EFF Legal Guide to Blogging
The Electronic Frontier Foundation has written a legal guide for bloggers. It includes sections overviewing the legal liabilities faced by bloggers, IP and defamation law. There’s also a bit on media treatment for bloggers. They promise and upcoming labor law section — I think they mean employment law — to talk about blogging and work. Lastly, they also have a section on CDA Section 230 Immunity. My previous post was about the hypothetical of applying the CDA to someone who might provide erroneous info from the official florida sexual predators website on his own site. The EFF’s analysis is a little more sure than mine:
Your readers’ comments, entries written by guest bloggers, tips sent by email, and information provided to you through an RSS feed would all likely be considered information provided by another content provider. This would mean that you would not be held liable for defamatory statements contained in it.
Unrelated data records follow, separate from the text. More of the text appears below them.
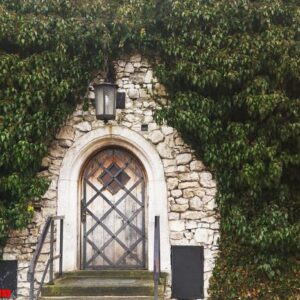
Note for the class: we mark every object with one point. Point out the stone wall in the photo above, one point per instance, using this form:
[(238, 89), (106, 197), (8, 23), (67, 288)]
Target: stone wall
[(191, 188)]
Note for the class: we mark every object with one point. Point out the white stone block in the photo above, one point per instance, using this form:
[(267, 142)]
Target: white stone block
[(156, 136), (178, 225), (184, 158)]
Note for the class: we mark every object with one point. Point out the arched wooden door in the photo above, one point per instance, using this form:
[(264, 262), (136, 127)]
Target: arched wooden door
[(113, 211)]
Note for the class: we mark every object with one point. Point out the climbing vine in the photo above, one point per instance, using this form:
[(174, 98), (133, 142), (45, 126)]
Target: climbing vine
[(232, 71)]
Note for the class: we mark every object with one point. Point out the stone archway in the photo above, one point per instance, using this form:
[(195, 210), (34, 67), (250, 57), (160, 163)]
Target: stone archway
[(68, 189)]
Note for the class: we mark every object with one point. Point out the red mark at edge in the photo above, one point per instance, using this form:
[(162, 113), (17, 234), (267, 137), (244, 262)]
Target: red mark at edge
[(5, 293)]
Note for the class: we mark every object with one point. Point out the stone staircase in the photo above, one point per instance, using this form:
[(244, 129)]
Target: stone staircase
[(103, 285)]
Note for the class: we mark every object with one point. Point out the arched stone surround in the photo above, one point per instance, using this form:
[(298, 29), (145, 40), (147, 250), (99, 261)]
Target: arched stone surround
[(68, 187), (188, 184)]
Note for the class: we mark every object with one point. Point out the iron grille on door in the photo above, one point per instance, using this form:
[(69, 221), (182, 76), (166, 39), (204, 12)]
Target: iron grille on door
[(113, 211)]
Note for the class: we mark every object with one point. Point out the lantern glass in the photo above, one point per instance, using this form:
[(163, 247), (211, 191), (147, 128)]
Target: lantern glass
[(105, 96)]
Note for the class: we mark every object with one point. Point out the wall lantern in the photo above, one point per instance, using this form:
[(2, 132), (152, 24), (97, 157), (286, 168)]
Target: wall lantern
[(107, 99)]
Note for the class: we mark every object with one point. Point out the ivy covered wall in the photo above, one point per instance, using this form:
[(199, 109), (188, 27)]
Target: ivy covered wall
[(232, 71)]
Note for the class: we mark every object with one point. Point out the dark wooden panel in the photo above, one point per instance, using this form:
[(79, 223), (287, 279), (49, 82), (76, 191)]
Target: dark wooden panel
[(8, 278), (187, 272)]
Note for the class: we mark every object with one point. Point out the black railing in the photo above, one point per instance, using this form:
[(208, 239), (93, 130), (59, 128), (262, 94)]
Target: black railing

However, if you selected the third-party information yourself, no court has ruled whether this information would be considered “provided” to you.
Scooping up from the Florida site and rehosting that info thus is using the information provided by another, because you have not “selected it yourself.” So my long shot argument to try to get the provider out from under the CDA would not work. Now that I think about it, that push/pull distinction is flawed. Firstly, anything that is “made available” is also “provided by.” And the act is meant to cover automatic processes of information transfer, so the decision to gather one RSS feed is just as immune as the decision to allow comments, or to mirror other sites.
The EFF does not mention the Zeran issue, that is, whether once you are notified that you are hosting defamatory information, you have to take it down. I guess you should call the EFF.